レイリィナが困り顔の苦笑いを浮かべながら、両手を腰にあてる。
「あーはいはい。そういう一対一の決闘ごっこみたいなのは男の子同士でやってね。興味ないから」
その意見については俺も男の子側のようだ。
「……おまえそんな、身も蓋もない……。――けどそれ以前にあんたら、押し込み強盗じゃあ自業自得だろ。それに正々堂々と正面から奪うでもなく、こっそり盗もうとしていたし。おまけにあんな危険な魔物まで使ってさ」
「く――! ああ言えばこう言う! 貴様も男なら拳で語れ!」
すごい負け惜しみだ。ぐうの音も出てないじゃないか。
自分たちは剣を構えているくせに。しかも売り物の。
「わたしたちはそれでも構わないけれど、本当にやるの? 表で屍をさらしてるサイクロプスみたいになるわよ?」
「ちょっと待って。殺してない殺してない。たぶんだけど」
レイリィナと俺が同時に構えた。
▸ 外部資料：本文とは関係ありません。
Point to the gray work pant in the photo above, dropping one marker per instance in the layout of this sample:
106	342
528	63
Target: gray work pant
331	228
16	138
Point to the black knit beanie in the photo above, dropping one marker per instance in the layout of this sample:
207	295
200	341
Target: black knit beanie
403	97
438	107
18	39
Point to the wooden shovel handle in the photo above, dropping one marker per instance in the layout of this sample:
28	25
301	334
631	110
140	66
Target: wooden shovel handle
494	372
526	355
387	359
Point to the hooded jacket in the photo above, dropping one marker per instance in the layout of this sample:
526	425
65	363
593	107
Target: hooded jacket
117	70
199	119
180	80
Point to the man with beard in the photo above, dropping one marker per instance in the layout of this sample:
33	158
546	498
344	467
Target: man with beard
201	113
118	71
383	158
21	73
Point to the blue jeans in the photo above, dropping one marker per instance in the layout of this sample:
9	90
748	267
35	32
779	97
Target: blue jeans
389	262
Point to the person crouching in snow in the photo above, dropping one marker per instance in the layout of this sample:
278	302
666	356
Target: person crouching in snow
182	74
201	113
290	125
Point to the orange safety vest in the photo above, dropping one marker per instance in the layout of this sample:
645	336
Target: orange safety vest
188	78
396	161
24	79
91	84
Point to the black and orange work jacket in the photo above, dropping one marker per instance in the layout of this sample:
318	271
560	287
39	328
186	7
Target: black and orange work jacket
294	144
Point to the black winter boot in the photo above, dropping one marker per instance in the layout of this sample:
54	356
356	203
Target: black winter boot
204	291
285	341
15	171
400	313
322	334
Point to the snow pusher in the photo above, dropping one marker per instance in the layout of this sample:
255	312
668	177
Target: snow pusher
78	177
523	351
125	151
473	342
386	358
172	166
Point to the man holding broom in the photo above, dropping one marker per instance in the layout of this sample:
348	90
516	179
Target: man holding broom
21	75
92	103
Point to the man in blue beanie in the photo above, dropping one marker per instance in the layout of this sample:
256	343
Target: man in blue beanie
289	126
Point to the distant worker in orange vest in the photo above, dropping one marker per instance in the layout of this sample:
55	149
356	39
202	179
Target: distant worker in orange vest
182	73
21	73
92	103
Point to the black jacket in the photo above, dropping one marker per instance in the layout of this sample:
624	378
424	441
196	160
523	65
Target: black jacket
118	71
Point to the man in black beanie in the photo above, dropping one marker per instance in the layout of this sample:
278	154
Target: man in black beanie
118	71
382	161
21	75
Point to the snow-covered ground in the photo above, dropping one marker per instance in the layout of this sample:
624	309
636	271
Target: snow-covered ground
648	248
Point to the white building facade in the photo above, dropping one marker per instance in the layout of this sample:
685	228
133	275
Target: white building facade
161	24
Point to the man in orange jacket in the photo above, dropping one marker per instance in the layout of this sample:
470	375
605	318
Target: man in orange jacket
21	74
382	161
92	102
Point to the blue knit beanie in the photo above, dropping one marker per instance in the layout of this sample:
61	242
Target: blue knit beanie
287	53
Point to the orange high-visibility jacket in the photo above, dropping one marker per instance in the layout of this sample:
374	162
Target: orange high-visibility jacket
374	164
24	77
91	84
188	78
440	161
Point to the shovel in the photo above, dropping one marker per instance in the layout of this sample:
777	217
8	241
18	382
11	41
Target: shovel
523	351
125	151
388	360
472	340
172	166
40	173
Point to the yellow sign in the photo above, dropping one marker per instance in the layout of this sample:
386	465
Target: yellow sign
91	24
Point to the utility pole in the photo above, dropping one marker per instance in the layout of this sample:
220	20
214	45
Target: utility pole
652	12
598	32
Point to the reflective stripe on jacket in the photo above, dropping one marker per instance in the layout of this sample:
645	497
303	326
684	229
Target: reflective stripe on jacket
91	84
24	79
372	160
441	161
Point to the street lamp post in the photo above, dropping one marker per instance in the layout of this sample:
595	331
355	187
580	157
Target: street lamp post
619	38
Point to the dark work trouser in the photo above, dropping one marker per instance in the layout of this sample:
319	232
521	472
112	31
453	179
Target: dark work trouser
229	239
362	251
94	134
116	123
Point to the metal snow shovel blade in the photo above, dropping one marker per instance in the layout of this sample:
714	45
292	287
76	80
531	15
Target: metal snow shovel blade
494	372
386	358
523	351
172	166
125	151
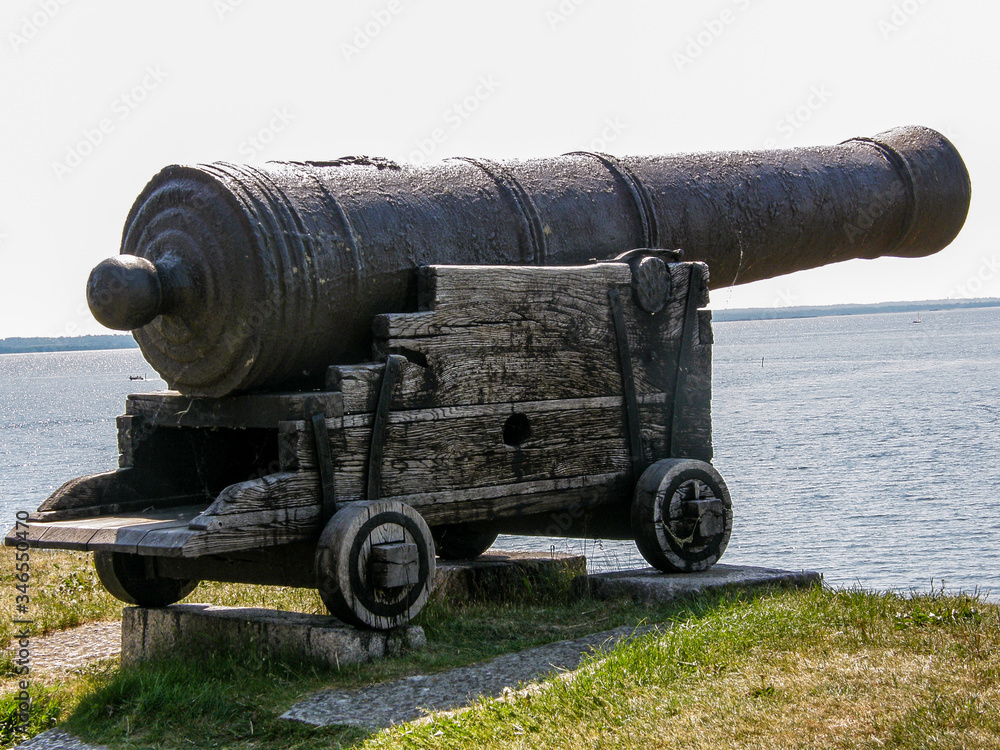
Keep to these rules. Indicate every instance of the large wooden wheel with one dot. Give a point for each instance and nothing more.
(375, 564)
(462, 541)
(682, 515)
(130, 579)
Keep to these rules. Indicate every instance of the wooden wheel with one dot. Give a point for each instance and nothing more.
(682, 515)
(462, 541)
(375, 564)
(130, 579)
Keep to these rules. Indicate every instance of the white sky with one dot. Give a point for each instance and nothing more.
(562, 76)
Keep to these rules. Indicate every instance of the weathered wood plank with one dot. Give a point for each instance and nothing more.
(463, 447)
(509, 334)
(254, 410)
(290, 489)
(113, 492)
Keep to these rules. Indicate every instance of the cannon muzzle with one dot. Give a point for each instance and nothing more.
(236, 277)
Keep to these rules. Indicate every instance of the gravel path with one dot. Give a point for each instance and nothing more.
(414, 697)
(76, 647)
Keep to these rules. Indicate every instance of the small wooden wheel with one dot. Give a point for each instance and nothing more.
(375, 564)
(682, 515)
(462, 541)
(130, 578)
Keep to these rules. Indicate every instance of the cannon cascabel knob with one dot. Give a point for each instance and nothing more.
(125, 292)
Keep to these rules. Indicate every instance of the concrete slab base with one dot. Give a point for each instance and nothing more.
(649, 584)
(202, 628)
(499, 575)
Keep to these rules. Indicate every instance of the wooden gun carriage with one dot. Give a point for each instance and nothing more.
(502, 395)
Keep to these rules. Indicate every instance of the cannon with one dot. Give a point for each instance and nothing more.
(372, 365)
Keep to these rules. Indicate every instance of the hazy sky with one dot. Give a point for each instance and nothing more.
(97, 97)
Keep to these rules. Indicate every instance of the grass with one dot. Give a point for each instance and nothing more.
(799, 669)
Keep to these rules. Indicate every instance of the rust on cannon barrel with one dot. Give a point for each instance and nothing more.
(237, 278)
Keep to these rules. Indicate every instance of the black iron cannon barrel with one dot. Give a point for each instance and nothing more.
(236, 277)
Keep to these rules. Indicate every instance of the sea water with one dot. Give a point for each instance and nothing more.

徒手空拳の構えだ。剣を持つ者が相手でも、この程度の実力なら問題ない。火竜はもちろん、サイクロプスに比べても虫けら以下だ。魔力を込めるまでもない。
この〝ゼルアータ〟とやらがレンガートにおいてどういう組織なのかは知らないが、いまのところ印象はただのチンピラやコソ泥だ。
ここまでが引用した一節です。